Sociology students partner with Correctional Services Canada for Black History Month symposium

21 Mar 2018

CSC_SocClassIn February, Mount Allison University sociology students partnered with Correctional Services Canada (CSC) to put on a symposium for Black History Month. The event, held in Théâtre L’Escaouette in Moncton, was a diversity and inclusion initiative for CSC employees and the community. The students participated in the event as part of an experiential learning activity.

CSC’s Employment Equity and Diversity Committee worked with students from Cheryl Veinotte-Mackey’s Cultural Competencies course. The event included guest speakers; watching and discussing the documentary 13th, which explores racism in the US prison system; and a panel discussion on ways to raise awareness about the experiences of racialized communities with the criminal justice system.

“It was a pleasure to co-ordinate with Jill Esson of CSC for this event. Jill really involved me in the planning process and together we found as many opportunities as possible for the students to have meaningful opportunities for engagement,” says Veinotte-Mackey. “Her commitment to diversity and inclusion is apparent and she served as a strong role model for our students.”

Psychology and sociology student Gultaj Sangha says hearing real-life experiences from CSC staff gave the students a new perspective.

“As students we have a far more ideological and optimistic view on how positive change can be enacted, in contrast to the difficulties associated with systemic change and bureaucratic hindrances that actually changing the world would entail,” says Sangha.

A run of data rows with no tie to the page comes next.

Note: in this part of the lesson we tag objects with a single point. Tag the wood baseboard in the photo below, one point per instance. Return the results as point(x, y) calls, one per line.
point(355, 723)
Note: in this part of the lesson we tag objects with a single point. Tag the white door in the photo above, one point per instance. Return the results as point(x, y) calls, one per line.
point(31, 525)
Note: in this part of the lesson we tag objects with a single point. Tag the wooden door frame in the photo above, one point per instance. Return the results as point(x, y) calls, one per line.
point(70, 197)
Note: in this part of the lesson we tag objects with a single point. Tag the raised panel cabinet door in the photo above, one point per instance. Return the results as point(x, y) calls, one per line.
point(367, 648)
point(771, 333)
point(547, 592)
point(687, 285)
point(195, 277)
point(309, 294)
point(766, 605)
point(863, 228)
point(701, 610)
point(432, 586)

Dr. Erin Steuter, Mount Allison sociology department head, says this kind of experiential learning helps students see best practices for diversity and inclusion, as well as how they can show leadership in bringing forward these ideas in this type of setting.

“The students were more confident contributing to the discussions because they had practiced techniques on how to constructively engage in conversations about racism and inequality, which many people find difficult,” says Steuter.

The day-long event also included a panel discussion with a teacher, a social worker, two people who run a program for youth at risk in Halifax, NS, and Mount Allison student Jamal McCarthy-Barnett.

“Jamal talked about his lived experience growing up as a teen in Brampton, Ontario,” says Veinotte-Mackay. “He remembers at six years old that his mother had ‘the talk’ with him about being very careful in interactions with the police.”

McCarthy-Barnett says there is great value in activities like the symposium.

“Bringing topics like this into the light and creating an environment where black racism can be spoken about without people resisting the ‘uncomfortable’ topic is a difficult goal,” he says. “Holding events like these are the little chips that will help us achieve these goals and propel us to change.”

Many of the students are in their fourth year of study and the experience gave them insight into skills they will be able to draw on in the future.

“This experience was one that really put together why sociology and this degree matters. For me, this event also really showed me the efforts being put forth by many groups to help eradicate issues surrounding racism in Canada,” says sociology student Matt Boardman.